By Stephen Ackerman
When the Kuna School District argued to continue the school levy voters passed in 2012, I asked a simple question: Will they put the priority toward content and curriculum and teacher support? Sadly, I am not seeing them promise to prioritize toward our children and our teachers.
Outcomes matter. Good outcomes come from prioritizing the money on content, curriculum, and teachers. Everything else – yes, everything else – is secondary. As a college teacher, I see the results of both a good K-12 education and a bad one. There is a difference, and it is painful to witness. This is especially true when a child is told they qualify to graduate and then has to take remedial courses once they get to college. Where is the accountability that goes with that additional money?
Some 44% of Kuna’s families’ schoolchildren are on reduced or no-cost lunches. This is due to a tough economy that forces people to work more hours just to stay caught up. In that kind of environment, it is not fair to ask them to keep giving up more of those hard-earned dollars if the priority is not going to be on education content, curriculum, and teachers. This is especially true when Kuna’s school district charges more per $100,000 of taxable value than every other school district in the area – except Parma.

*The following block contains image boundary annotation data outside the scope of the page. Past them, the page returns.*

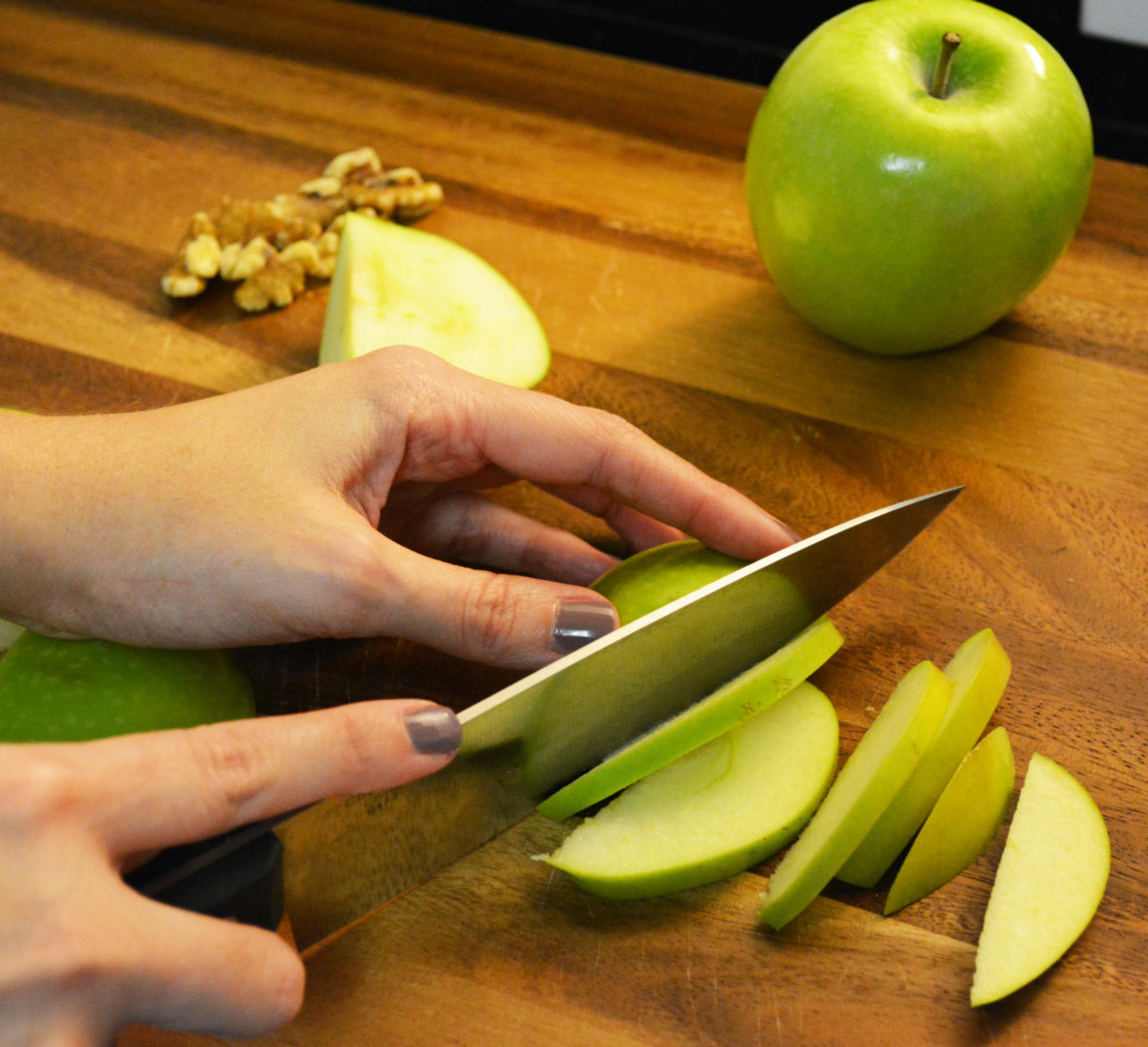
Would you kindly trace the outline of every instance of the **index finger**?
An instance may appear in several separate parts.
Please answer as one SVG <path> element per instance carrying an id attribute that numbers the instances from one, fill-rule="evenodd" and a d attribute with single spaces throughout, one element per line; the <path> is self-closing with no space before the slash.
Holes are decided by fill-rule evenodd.
<path id="1" fill-rule="evenodd" d="M 470 434 L 484 460 L 534 483 L 580 490 L 583 506 L 599 515 L 608 502 L 620 503 L 743 559 L 776 552 L 797 537 L 745 495 L 616 414 L 473 375 L 453 375 L 439 388 L 455 431 Z M 409 452 L 419 444 L 414 436 Z M 418 468 L 404 463 L 404 471 L 412 466 Z M 587 491 L 603 499 L 597 507 Z"/>
<path id="2" fill-rule="evenodd" d="M 458 747 L 449 709 L 421 700 L 129 735 L 68 746 L 114 854 L 225 832 L 333 796 L 432 774 Z M 63 750 L 63 747 L 61 747 Z"/>

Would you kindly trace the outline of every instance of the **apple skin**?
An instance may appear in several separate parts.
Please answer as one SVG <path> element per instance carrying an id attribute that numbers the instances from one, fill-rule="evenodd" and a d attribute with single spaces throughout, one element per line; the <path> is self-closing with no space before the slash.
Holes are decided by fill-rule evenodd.
<path id="1" fill-rule="evenodd" d="M 998 727 L 961 761 L 925 819 L 889 889 L 886 916 L 943 887 L 984 853 L 1004 823 L 1015 784 L 1013 746 Z"/>
<path id="2" fill-rule="evenodd" d="M 961 644 L 945 666 L 945 675 L 953 685 L 945 719 L 893 802 L 838 870 L 838 879 L 858 887 L 877 885 L 980 737 L 1011 672 L 1008 654 L 992 629 L 982 629 Z"/>
<path id="3" fill-rule="evenodd" d="M 418 346 L 511 386 L 536 386 L 550 344 L 534 310 L 494 266 L 452 240 L 350 214 L 339 241 L 319 363 Z"/>
<path id="4" fill-rule="evenodd" d="M 0 742 L 86 742 L 255 715 L 226 651 L 168 651 L 26 631 L 0 659 Z"/>
<path id="5" fill-rule="evenodd" d="M 929 93 L 946 32 L 949 91 Z M 789 56 L 746 153 L 754 235 L 813 326 L 877 354 L 964 341 L 1048 273 L 1084 214 L 1092 124 L 1061 56 L 974 0 L 876 0 Z"/>
<path id="6" fill-rule="evenodd" d="M 837 769 L 832 703 L 800 683 L 635 783 L 543 860 L 604 898 L 652 898 L 742 872 L 784 847 Z"/>
<path id="7" fill-rule="evenodd" d="M 841 642 L 837 627 L 819 619 L 768 658 L 559 789 L 538 805 L 538 813 L 560 822 L 712 742 L 774 705 L 821 668 Z"/>
<path id="8" fill-rule="evenodd" d="M 1110 864 L 1108 829 L 1088 791 L 1034 753 L 977 943 L 974 1007 L 1027 985 L 1068 952 L 1100 907 Z"/>
<path id="9" fill-rule="evenodd" d="M 619 625 L 627 626 L 747 563 L 685 538 L 627 557 L 590 588 L 618 608 Z"/>
<path id="10" fill-rule="evenodd" d="M 905 674 L 769 877 L 759 922 L 774 930 L 785 926 L 833 878 L 913 773 L 945 715 L 951 691 L 945 674 L 930 661 Z"/>

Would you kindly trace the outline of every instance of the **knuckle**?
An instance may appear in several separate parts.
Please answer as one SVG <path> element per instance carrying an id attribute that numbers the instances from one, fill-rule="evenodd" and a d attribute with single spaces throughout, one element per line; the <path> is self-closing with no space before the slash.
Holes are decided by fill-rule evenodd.
<path id="1" fill-rule="evenodd" d="M 192 728 L 184 737 L 202 796 L 225 806 L 228 813 L 242 814 L 271 781 L 270 754 L 254 732 L 214 723 Z"/>

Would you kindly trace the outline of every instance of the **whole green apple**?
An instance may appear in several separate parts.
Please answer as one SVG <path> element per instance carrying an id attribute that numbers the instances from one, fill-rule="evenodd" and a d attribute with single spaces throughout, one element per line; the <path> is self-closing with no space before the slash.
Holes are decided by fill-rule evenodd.
<path id="1" fill-rule="evenodd" d="M 0 659 L 0 742 L 87 742 L 255 715 L 226 651 L 23 633 Z"/>
<path id="2" fill-rule="evenodd" d="M 790 305 L 851 346 L 908 354 L 978 334 L 1047 276 L 1092 165 L 1080 87 L 1024 23 L 974 0 L 872 0 L 782 65 L 746 192 Z"/>

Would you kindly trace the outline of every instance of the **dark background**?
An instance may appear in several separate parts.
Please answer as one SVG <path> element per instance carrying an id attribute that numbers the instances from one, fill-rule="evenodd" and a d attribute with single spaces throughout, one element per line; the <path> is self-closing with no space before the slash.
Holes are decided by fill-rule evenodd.
<path id="1" fill-rule="evenodd" d="M 928 2 L 928 0 L 925 0 Z M 813 29 L 852 5 L 828 0 L 390 0 L 379 6 L 662 65 L 768 84 Z M 1148 164 L 1148 48 L 1085 36 L 1079 0 L 1002 0 L 1080 80 L 1101 156 Z"/>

I, and my colleagues at Parents for Advancing Education, believe there are savings we can find in the existing budget. We can do so through more centralized purchasing, more competitive bidding, and more accountability between our schools and the district. I have attended several school board meetings and am confident that Superintendent Johnson and her team can generate more savings and set tighter priorities. I have seen the examples, and I am pleased. Once that “top to bottom” review is completed and spending priorities are set, then I am open to supporting a levy. But when I see Kuna charging more money than nearly every other surrounding school district, not providing the outcomes we should, and then wanting more from our struggling families? I vote no. Thank you.
Stephen M. Ackerman teaches Economics and Political Science at the College of Idaho and at online institutions. He is the former President of Provizio, a Meridian-based industry research firm.